I personally regret what has happened with Art in the Age, Nick and Tim are good friends and I wish them every possible success and happiness--and I know, talented as they are, they'll have no problems moving on. However, I am going to stay on as Art in the Age's media component. Dave Dunn and I will continue making video interviews and I will continue to cover the arts from Philadelphia and vicinity using this site. I also cannot help but hope, that even under different hands Art in the Age will continue to produce high-quality artist made multiples.

Please make use of the comment section to give voice to your opinions on this matter. I am especially interested in what people have to say about my own choice of staying with Art in the Age and what they think will happen with the company in the future.

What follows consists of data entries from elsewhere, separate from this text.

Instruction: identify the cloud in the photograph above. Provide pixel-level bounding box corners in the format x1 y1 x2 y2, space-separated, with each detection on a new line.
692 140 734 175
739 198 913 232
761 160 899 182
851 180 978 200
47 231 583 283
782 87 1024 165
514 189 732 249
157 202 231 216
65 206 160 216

As always thanks for reading!

-Annette Monnier

This whole situation was the balls and no one ended up looking good, here are some of the comments people made. (There were some really nasty ones towards the end but I couldn't "publish" them because I had already quit.) I have removed all the names of the commentors, not for anyone's protection but mostly because I don't know all of their real names and feel like a jerk writing LordVoldemort7:

Well, it sort of seems unfair that the inventors and the dreamers got the shaft. It's the old business model of chewing up the creative side and then, having dined, moving on. As for you, don't let anyone else tell you what to do. See what happens and then make a decision--your decision. Gotta love you for feeling loyalty to your friends and feeling some squeamishness, here.

"Don't Give Up" possibly the best t-shirt ever, and appropriate for all situations.

I agree with L---- that the creative capital (Nick, Tim) has been steamrolled and that it's not the first time and won't be the last time that "stuff happens" and the artists take the hit. The economy sucks right now and Gyro made a business decision. It hurts but they're bottom line is important to them. I'm sad about this and I am sad for Nick and Tim. I do think talent will out and Nick and Tim will rise up with another venture. Annette, you are great as the voice of Art in the Age and it would be sad to lose you as well. It's got to be very hard for you.

The line will NOT be the same. The dream is dead. Time to move on to the next thing.

I'll miss shopping here.

Seems like the biggest thing she forgot to mention is that from what I know, not only are Tim and Nick the creative backbone of the company, they also concepted the entire project, building it from scratch; too bad that aspect of ownership doesn't seems to be as important to the blogger as the financial ownership.

What is gyro? It is a meat wrap sandwich, right? I don't eat meat. I eat falafal, why doesn't falafal take over art in the age?

Didn't the same thing happen to John Kricfalusi with Ren and Stimpy?

This is what happens when you put yourself and your talents at the mercy of faceless monetary interests at the core, that was the whole point of DIY, everything, collectives, etc. Out generation of thinkers put into the modern condition of the wealthless with a wealth of ideas being bought and gaining very little in the end has to find ways to push this like a self sufficient vehicle so as not to hit potholes and have boundaries. . . hard to say with bills to pay, I know, I know. I just hope this has positive results, in sparkling something new and beyond. PUSH IT.

It's sad that we reach a point in our lives where we'd rather stick around after our friends get trampled by greedy businessmen than show some compassion and integrity for an obviously foul situation. Between Urban Outfitter's and Gyro, Philadelphia has become a breeding ground for unethical behavior. I think I'm going to vomit.